The implications for data security are substantial. When a model resides on a local PCIe card rather than a shared cloud instance, the risk of data leakage is mitigated, and the latency associated with cloud round-trips is eliminated. For industries like healthcare, defense, or high-finance, this shift from “cloud-first” to “local-first” is a critical requirement for adoption.

Hardware Comparison: Skymizer vs. The Giants

To understand the scale of Skymizer’s claims, it is helpful to look at how the HTX301 stacks up against current industry benchmarks in terms of power and memory philosophy.

Feature Skymizer HTX301 Nvidia RTX PRO 6000 (Blackwell) AMD Instinct MI350P
Process Node 28nm Modern (4nm/etc) Modern (Advanced)
Memory Type LPDDR4/LPDDR5 GDDR/HBM HBM3E
Power Draw ~240W ~600W High (Cluster-dependent)
Max Model Support Up to 700B Parameters Varies by VRAM High (via scaling)
Cooling Standard Air Air/Liquid Liquid/Advanced Air

The Reality Check: From Paper to Production

Despite the impressive specifications, the AI industry is littered with startups that promised “Nvidia-killers” only to fail during real-world deployment.

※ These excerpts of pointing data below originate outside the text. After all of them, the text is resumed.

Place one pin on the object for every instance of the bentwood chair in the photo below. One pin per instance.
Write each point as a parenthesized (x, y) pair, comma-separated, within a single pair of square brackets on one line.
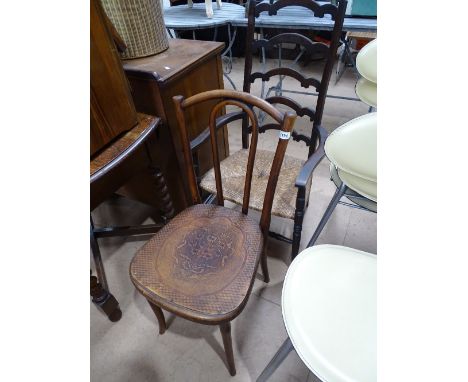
[(295, 178), (202, 264), (330, 313)]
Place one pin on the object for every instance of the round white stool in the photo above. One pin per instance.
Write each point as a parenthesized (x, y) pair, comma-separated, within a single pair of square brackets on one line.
[(366, 64), (352, 151), (329, 310)]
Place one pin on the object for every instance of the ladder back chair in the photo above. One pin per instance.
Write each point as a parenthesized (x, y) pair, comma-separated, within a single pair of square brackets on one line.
[(295, 179), (202, 264)]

The primary question remains: can 28nm silicon actually handle the throughput required for a 700B parameter model without becoming a bottleneck in practice?

While the power efficiency is a clear win, the tradeoff is often latency. The company claims the card can deliver 240 tokens per second on Llama2 7B workloads, but these figures have yet to be independently verified. In the world of LLMs, “tokens per second” is the gold standard of user experience; if the HTX301 struggles with high-concurrency requests, its utility may be limited to small-batch internal tools rather than customer-facing applications.

the software ecosystem is where most AI hardware fails. Nvidia’s CUDA is a moat that is notoriously difficult to cross. For the HyperThought platform to succeed, Skymizer must provide a seamless software layer that allows developers to port their models without extensive rewriting of their codebases.

The next critical milestone for Skymizer will be its preview at Computex this year. This event will provide the first opportunity for independent engineers and analysts to verify the performance numbers and test the HTX301’s stability under load. If the card holds up to scrutiny, it could signal a shift toward a more pragmatic, energy-efficient era of AI hardware.